‘Barbaric’: UN officials condemn Syria’s Aleppo bombardment
Top UN officials have separately described the Syrian regime’s brutal offensive against areas of the besieged northern city of Aleppo as “barbaric.”
Following the collapse of a short-lived, US-and Russia-brokered ceasefire, Syrian forces pounded rebel-held eastern Aleppo on Sunday, killing at least 85 people and wounding more than 300 others, an activist group reported.
At a UN Security Council crisis meeting Sunday, Secretary-General Ban Ki-moon said he was “appalled” by the military escalation in the beleaguered Syrian city and that the use of bunker-busting bombs “brings the violence to new depths of barbarity.”
What happened to the ceasefire?
• Monday, September 12: The US-Russia brokered ceasefire starts at sunset
• Minor violations mar the ceasefire’s early hours.
• By Thursday, September 15, Russia, US are accusing each other of not fulfilling their obligations.
• On Friday, UK-based Syrian Observatory for Human Rights reports civilian deaths from airstrikes in Idlib, then Sunday in Aleppo.
• On Saturday, the US conducts an airstrike which kills Syrian forces. The Pentagon says it was accidental, and US officials express regret. Russia’s ambassador to the United Nations calls the strike “an extraordinary display of American heavy-handedness.”
• On Monday, September 19, a UN aid convoy’s attacked outside Aleppo. The US blames Russia. Russia says it was rebel forces. It all but ends hope of an extended ceasefire.
Ban added that the airstrikes, incendiary weapons and bombs in densely populated areas may amount to war crimes.
Meanwhile, US Ambassador to the United Nations Samantha Power said that Russian support of Assad’s deadly offensive was “barbarism.”
“What Russia is sponsoring and doing is not counterterrorism, it is barbarism,” she told the Security Council.

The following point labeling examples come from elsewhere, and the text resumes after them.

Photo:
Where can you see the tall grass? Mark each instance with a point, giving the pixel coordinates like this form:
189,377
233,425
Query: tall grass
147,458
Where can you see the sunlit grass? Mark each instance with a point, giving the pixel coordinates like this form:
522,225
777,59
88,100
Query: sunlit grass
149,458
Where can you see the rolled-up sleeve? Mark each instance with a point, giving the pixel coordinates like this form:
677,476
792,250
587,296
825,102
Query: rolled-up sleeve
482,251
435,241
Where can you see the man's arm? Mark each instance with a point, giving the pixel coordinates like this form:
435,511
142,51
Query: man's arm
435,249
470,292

“Instead of pursuing peace, Russia and Assad make war. Instead of helping get life-saving aid to civilians, Russia and Assad are bombing the humanitarian convoys, hospitals and first responders who are trying desperately to keep people alive.”

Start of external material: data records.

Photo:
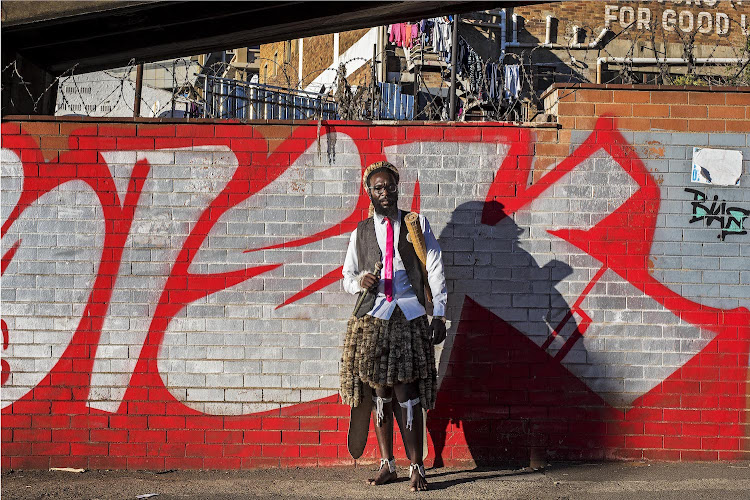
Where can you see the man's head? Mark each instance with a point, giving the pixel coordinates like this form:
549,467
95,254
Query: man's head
381,183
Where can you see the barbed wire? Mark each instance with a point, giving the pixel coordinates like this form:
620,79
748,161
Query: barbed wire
351,90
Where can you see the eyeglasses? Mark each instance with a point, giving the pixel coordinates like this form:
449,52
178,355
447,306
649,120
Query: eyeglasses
380,188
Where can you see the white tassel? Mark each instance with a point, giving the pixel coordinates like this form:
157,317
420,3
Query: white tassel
409,405
379,408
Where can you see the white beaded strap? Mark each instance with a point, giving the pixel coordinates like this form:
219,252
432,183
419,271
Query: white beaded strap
409,405
419,468
379,402
390,463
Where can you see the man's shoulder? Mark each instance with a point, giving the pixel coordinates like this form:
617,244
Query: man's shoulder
366,222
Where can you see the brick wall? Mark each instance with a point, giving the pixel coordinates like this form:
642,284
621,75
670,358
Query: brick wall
172,296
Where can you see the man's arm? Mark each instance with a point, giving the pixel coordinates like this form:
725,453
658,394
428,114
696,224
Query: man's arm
435,272
351,267
436,282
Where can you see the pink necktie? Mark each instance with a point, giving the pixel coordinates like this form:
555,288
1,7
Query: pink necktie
388,266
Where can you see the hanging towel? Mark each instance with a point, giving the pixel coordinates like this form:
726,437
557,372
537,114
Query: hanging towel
512,80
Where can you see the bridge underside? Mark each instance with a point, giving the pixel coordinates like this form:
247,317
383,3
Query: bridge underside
48,38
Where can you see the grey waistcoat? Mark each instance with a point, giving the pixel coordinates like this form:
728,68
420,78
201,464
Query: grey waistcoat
368,254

Special Envoy for Syria Staffan de Mistura echoed Ban’s comments, calling the recent days “chilling.” He said the “past week has been one of the worst ones in Syria during the near six years of this devastating conflict.”

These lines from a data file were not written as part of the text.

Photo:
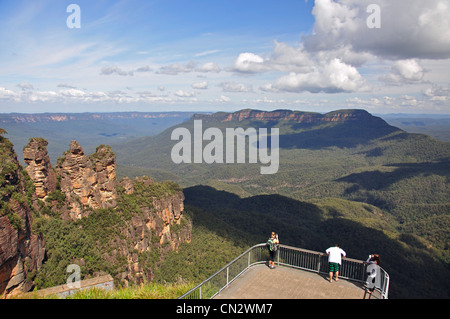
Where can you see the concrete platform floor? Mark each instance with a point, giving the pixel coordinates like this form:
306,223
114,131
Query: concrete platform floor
261,282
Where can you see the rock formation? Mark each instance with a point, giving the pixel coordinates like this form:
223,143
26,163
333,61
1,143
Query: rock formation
21,251
155,230
39,168
288,115
87,181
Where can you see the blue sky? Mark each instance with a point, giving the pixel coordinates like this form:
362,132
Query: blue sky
225,55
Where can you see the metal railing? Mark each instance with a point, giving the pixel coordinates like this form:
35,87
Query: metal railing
350,269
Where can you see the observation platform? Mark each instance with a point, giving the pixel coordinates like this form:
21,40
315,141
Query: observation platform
261,282
299,274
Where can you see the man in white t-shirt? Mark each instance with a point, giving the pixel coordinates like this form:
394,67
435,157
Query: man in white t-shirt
335,255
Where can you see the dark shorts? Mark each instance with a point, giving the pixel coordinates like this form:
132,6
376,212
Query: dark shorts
333,267
272,255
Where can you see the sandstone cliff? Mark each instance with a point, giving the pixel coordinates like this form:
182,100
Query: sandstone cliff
145,217
87,181
288,115
39,168
152,232
21,251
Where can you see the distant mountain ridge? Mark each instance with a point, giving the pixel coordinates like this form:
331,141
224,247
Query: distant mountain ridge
288,115
64,117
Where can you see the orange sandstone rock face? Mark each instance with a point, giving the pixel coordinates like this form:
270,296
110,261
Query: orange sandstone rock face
87,181
39,167
21,251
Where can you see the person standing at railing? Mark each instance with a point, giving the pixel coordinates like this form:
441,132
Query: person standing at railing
335,255
272,245
373,274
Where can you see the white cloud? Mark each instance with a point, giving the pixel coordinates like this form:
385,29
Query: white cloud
235,87
200,85
8,95
25,86
181,93
249,63
329,77
409,28
405,71
209,67
108,70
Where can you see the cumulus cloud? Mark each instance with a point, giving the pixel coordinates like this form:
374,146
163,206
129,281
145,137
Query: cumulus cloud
113,69
66,85
181,93
406,25
200,85
25,86
249,63
209,67
330,77
235,87
191,66
405,71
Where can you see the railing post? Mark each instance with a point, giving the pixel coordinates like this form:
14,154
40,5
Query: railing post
318,262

On Sunday, Matthew Rycroft, British ambassador to the UN, staged a walk out at an emergency session of the UN Security Council along with his French and US counterparts to protest against the Syrian regime’s latest offensive in Aleppo.
Rycroft told the security council meeting that it was “difficult to deny” that the Syrian regime of President Bashar al- Assad and his Russian allies were engaged in committing war crimes.
“After five years of conflict, you might think that the regime has had its fill of barbarity — that its sick bloodlust against its own people has finally run its course,” he said.
“But this weekend, the regime and Russia have instead plunged to new depths and unleashed a new hell on Aleppo.”
‘This isn’t Pompeii’
As Aleppo was hammered by airstrikes, activists and aid workers posted dozens of pictures and videos online. Each of them heartbreaking, each of them helping to convey horror of the besieged city.
On Friday afternoon, a photo of a father and son who had fallen victim to the war emerged. Covered in blood and dust, the pressure of the rubble holding their final postures in place.
“This isn’t Pompeii, this is Aleppo,” one social media user wrote.